Court may direct any person present in Court to write any words or figures for the purpose of enabling the Court to compare the words or figures

so written with any words or figures alleged to have been written by such person"". Thus, the Trial Court was justified in comparing the signature,

on document with the admitted signature and coming to its own finding. We find no perversity on the part of the Trial Court in drawing an adverse

presumption regarding non-appearance of Mr. and Mrs. Oswal. Respondent has succeeded in making out a clear case that the car was purchased

by Mr. and Mrs. Oswal for their personal use and that Mr. Bagla had entered into negotiations with Mr. Oswal for the sale of said car. The car

was purchased in the name of the Company at their instance.
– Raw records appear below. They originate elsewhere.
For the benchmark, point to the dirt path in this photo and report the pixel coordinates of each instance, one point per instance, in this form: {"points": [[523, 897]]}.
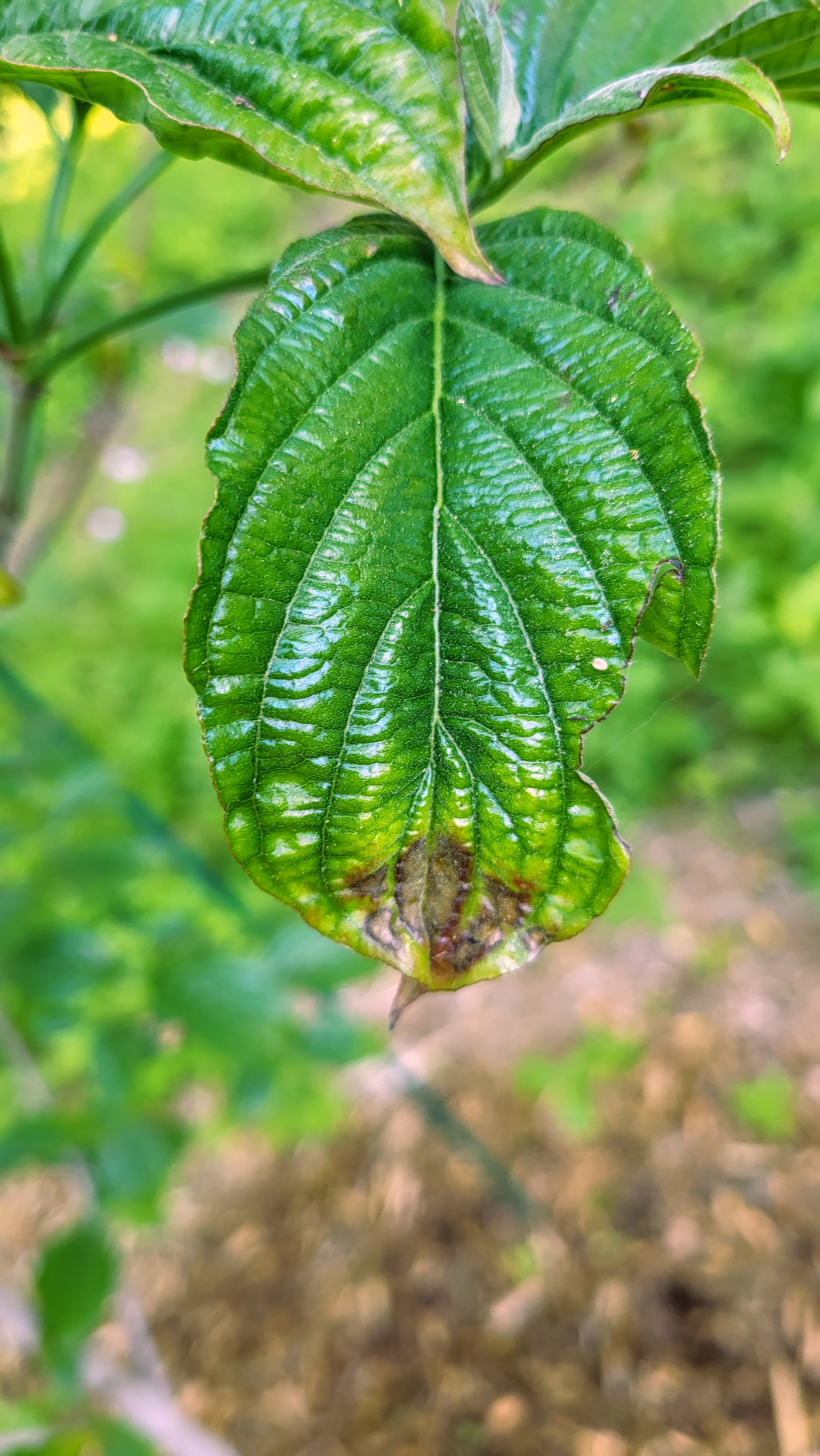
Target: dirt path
{"points": [[662, 1295]]}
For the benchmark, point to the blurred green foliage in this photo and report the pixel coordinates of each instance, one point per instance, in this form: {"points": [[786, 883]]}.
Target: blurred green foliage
{"points": [[569, 1085], [148, 992], [154, 991], [75, 1279], [735, 241], [767, 1104]]}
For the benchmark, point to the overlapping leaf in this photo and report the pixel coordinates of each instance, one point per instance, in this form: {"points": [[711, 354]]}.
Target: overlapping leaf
{"points": [[781, 37], [580, 65], [352, 97], [442, 510]]}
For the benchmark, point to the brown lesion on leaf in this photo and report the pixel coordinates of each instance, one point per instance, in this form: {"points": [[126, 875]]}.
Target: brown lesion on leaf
{"points": [[432, 889]]}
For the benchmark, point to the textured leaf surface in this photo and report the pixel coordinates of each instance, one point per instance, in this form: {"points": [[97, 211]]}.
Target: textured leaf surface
{"points": [[489, 78], [583, 62], [781, 37], [352, 97], [442, 510]]}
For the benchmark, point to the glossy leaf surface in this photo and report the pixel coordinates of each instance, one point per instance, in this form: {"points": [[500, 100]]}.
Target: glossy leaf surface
{"points": [[441, 513], [580, 65], [781, 37], [359, 98]]}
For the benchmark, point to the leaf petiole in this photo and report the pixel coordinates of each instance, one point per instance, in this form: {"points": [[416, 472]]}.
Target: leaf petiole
{"points": [[18, 455], [42, 369], [15, 321], [60, 193], [94, 235]]}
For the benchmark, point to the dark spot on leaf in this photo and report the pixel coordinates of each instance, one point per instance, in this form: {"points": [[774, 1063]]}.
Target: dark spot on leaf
{"points": [[432, 890]]}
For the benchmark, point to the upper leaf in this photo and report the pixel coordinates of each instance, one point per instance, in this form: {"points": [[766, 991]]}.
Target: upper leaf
{"points": [[441, 513], [489, 79], [579, 65], [781, 37], [359, 98]]}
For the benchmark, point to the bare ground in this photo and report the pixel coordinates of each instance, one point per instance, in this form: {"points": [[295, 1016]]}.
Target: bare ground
{"points": [[663, 1294]]}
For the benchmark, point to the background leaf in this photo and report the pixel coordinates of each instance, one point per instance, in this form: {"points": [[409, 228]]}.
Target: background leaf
{"points": [[359, 98], [442, 512], [78, 1273]]}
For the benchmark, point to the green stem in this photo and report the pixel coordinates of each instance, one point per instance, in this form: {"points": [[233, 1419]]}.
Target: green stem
{"points": [[43, 369], [94, 235], [27, 395], [11, 296], [59, 200]]}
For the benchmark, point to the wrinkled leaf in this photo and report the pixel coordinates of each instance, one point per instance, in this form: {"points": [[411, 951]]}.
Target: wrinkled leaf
{"points": [[780, 37], [580, 65], [359, 98], [489, 79], [76, 1276], [442, 510]]}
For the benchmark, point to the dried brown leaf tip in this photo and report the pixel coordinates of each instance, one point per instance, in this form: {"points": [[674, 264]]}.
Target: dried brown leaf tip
{"points": [[436, 901]]}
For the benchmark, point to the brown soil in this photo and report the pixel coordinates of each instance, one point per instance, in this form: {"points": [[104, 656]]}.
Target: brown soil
{"points": [[378, 1297]]}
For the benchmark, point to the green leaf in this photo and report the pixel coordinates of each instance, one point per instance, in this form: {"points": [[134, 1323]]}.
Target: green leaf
{"points": [[570, 1084], [489, 79], [767, 1104], [442, 510], [43, 97], [579, 66], [359, 98], [76, 1276], [780, 37]]}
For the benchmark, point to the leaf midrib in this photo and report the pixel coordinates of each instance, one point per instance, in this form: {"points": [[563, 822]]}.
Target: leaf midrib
{"points": [[318, 74]]}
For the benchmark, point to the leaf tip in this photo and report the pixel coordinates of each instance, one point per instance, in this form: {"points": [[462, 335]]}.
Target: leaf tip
{"points": [[470, 263], [407, 992]]}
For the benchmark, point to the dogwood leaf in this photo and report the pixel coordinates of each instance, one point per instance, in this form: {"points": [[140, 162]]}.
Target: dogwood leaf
{"points": [[489, 79], [359, 98], [580, 65], [781, 37], [442, 510]]}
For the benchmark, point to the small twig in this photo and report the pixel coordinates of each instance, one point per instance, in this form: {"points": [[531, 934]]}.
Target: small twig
{"points": [[464, 1141], [43, 369], [11, 296], [27, 397], [62, 190], [97, 231]]}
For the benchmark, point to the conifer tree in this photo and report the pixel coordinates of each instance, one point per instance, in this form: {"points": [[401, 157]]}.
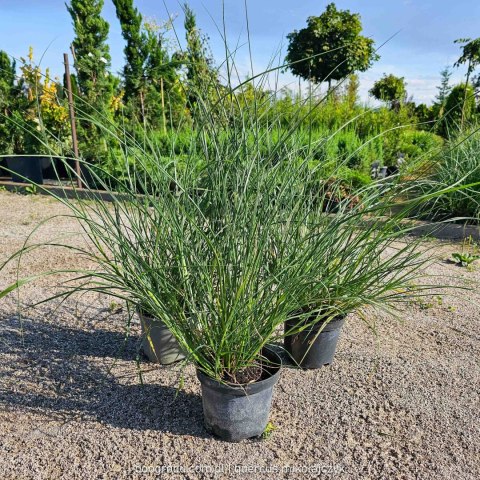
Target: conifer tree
{"points": [[94, 82]]}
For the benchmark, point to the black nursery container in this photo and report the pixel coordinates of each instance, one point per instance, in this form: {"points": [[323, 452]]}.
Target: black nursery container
{"points": [[311, 349], [25, 168], [238, 412]]}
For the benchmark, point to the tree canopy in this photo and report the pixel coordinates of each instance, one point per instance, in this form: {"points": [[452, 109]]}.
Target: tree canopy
{"points": [[390, 89], [331, 47]]}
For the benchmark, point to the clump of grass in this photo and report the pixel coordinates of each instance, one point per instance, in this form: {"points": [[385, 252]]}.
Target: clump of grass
{"points": [[223, 254], [458, 165]]}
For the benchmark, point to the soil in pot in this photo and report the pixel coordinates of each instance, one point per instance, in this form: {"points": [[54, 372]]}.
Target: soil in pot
{"points": [[158, 343], [237, 412], [311, 349]]}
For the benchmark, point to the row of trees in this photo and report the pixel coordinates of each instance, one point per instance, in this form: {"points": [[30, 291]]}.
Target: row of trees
{"points": [[159, 85], [155, 91]]}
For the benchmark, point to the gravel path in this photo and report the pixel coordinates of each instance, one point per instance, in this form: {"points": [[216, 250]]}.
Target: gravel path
{"points": [[402, 405]]}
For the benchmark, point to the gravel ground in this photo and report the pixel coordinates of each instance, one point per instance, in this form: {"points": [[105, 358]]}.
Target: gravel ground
{"points": [[401, 405]]}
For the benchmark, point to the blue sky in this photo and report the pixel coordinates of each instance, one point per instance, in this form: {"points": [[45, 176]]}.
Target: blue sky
{"points": [[422, 47]]}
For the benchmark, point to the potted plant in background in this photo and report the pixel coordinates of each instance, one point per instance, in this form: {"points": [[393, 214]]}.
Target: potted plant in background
{"points": [[158, 342], [366, 262]]}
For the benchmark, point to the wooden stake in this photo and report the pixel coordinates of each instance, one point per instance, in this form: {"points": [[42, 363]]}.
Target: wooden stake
{"points": [[163, 108], [72, 120]]}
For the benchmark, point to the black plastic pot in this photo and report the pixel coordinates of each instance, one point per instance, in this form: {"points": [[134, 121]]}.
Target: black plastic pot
{"points": [[311, 349], [25, 169], [237, 412], [158, 343]]}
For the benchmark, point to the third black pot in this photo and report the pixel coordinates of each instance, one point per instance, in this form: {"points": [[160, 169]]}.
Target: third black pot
{"points": [[237, 412], [311, 349], [25, 168]]}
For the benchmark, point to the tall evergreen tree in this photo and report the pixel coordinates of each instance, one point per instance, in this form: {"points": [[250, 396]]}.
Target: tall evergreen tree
{"points": [[7, 94], [201, 76], [92, 56], [444, 88], [94, 82], [136, 46]]}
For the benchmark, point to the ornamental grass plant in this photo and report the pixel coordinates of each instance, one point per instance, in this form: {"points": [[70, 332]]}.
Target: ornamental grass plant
{"points": [[233, 237]]}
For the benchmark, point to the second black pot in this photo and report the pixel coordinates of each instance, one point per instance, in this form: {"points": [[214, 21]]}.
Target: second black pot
{"points": [[311, 349], [237, 412], [25, 169]]}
In these circumstances, it was necessary for them to have entered the Witness Box

and testified to the contrary.

15. We are also in agreement with the Trial Court that it is highly unbelievable that a newer car would have been exchanged by Mr. Bagla with an

older model car for no added consideration. This is obviously the reason why the Appellant has tried to suppress the factum of purchase of a 1986

model Green Balmoral car and its exchange with the 1988 model Blue Spur. Moreover, as pointed out by learned Senior Counsel for the

Respondent, not even a suggestion has been made to the witnesses as to whether the two cars were of the same price, whereas Mr. Bagla had

clearly deposed that Blue Spur is a more expensive model than the Green Balmoral and that there was an increase of 30 per cent each year in the

price of a Rolls Royce car.

16. Thus, in light of the abovementioned findings we agree with the Trial Court on the first Issue that one Rolls Royce Metallic Blue Car bearing

Chassis No. ANH24457 1988 Model was sold by Mr. Lalit Kumar Bagla to Bindal Agro Chemicals Ltd. in exchange for another green Balmoral

Rolls Royce car of 1986 model. On 2nd, 3rd and 6th Issues we agree with the Trial Court that in the absence of any written agreement between

the parties, for payment of extra Rupees 69,00,000, the suit is maintainable as the Respondent has succeeded in proving the oral agreement in the

Trial, and that there is sufficient material on record for coming to the conclusion that there was an agreement to pay a further sum of Rupees

69,00,000 to Bagla by Appellant. Issue No. 5, which concerns whether suit against Defendant No. 2 and 3 has been vexatiously filed is also held

to be correctly decided against the Appellant. Issue No. 8 regarding withholding the certificates of registration, certificate of insurance, original

purchase invoice, customs clearance receipts and other relevant documents of the metallic Blue Rolls Royce Car, 1988 Model is also correctly

decided against the Appellant by the Trial Judge in light of the findings arrived at in the previous Issues. The learned Trial Court has correctly

awarded the sum of Rupees 69,00,000 along with interest from 28.10.1991; but in the circumstance of the case the interest is reduced to 12 per

cent per annum.

17. The Appeal is disposed of with this modification. Pending applications also stand dismissed. Parties to bear their respective costs.